LWG favors level expense

Asset Finance International, a European website focused on equipment lessors, is reporting that yesterday's Leases Working Group meeting produced a strong consensus in favor of providing a level expense profile for most leases, as is currently the case for operating leases. While one of the arguments of IASB and FASB board members against this has been that it would mean a different depreciation methodology from owned property, plant, & equipment (PPE), one working group member turned that argument on its head, arguing that this profile would be more appropriate for both leases and owned assets. Obviously, rewriting depreciation rules for owned PPE is out of topic bounds, but changing the rules for leases could be a first step to "start getting it right."

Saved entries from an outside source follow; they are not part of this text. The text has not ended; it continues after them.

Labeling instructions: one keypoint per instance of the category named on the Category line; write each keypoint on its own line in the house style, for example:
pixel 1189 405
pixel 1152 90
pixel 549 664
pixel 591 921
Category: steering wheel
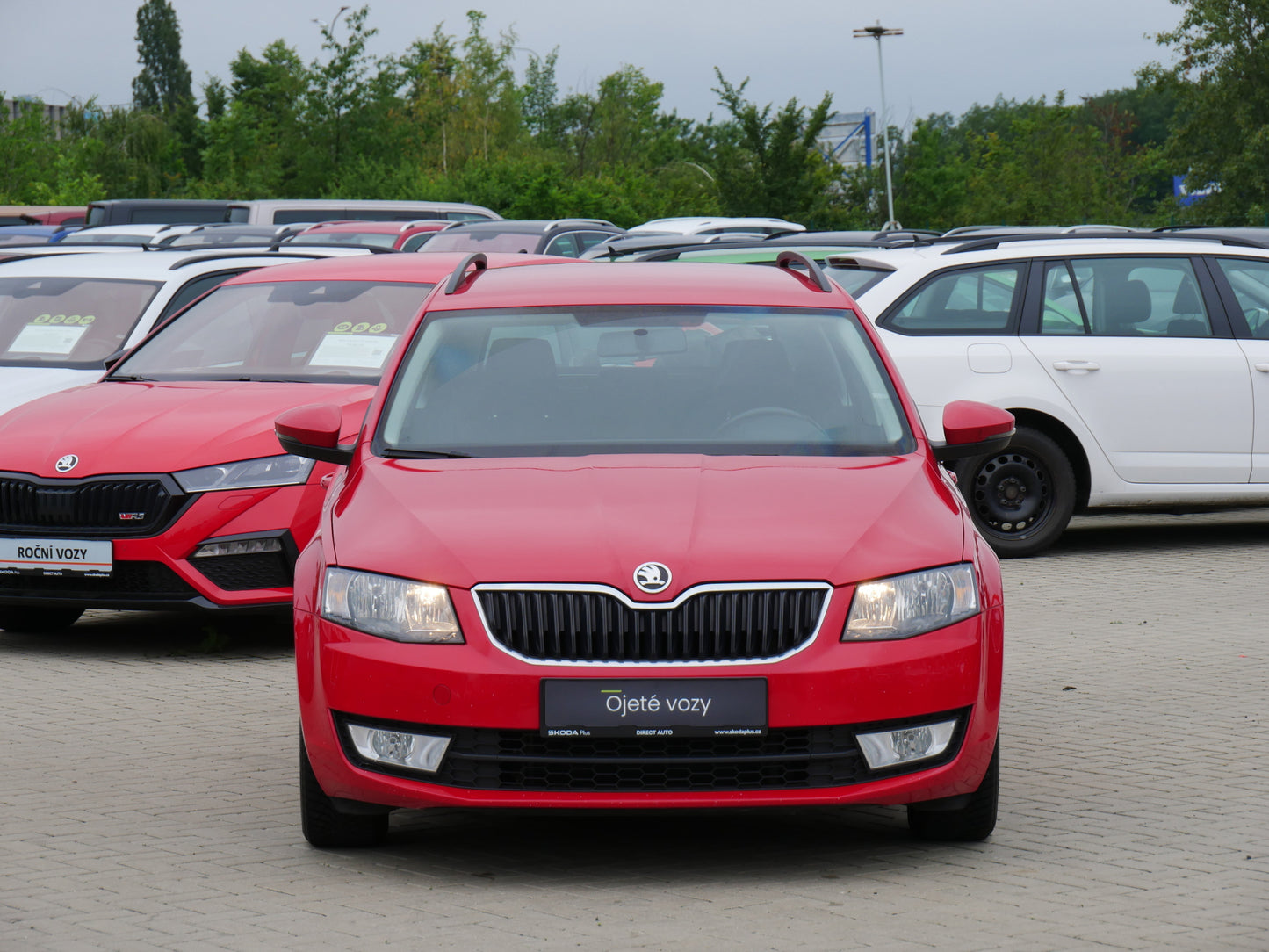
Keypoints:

As mentioned in my previous post, the staff presented five alternatives for lease expense profiles. Most LWG members preferred "interest based amortization," which basically subtracts the normally calculated interest expense from what level total expense for that period would be (total expense is generally equal to all rent paid over the life of the lease, which is then equally apportioned over the lease life). For a lease with a single rent step, this would mean that the depreciation per rent payment period would be essentially the same as the principal paid, so asset and liability would be equal throughout the life of the lease. If a lease has multiple rent steps, the difference between asset and liability would be the same as the deferred rent liability currently recognized on leveled operating leases. (The staff document only talks about a simple lease with one rent step; I'm not aware of anyone else pointing out this congruence with current operating lease accounting for multiple rent steps.)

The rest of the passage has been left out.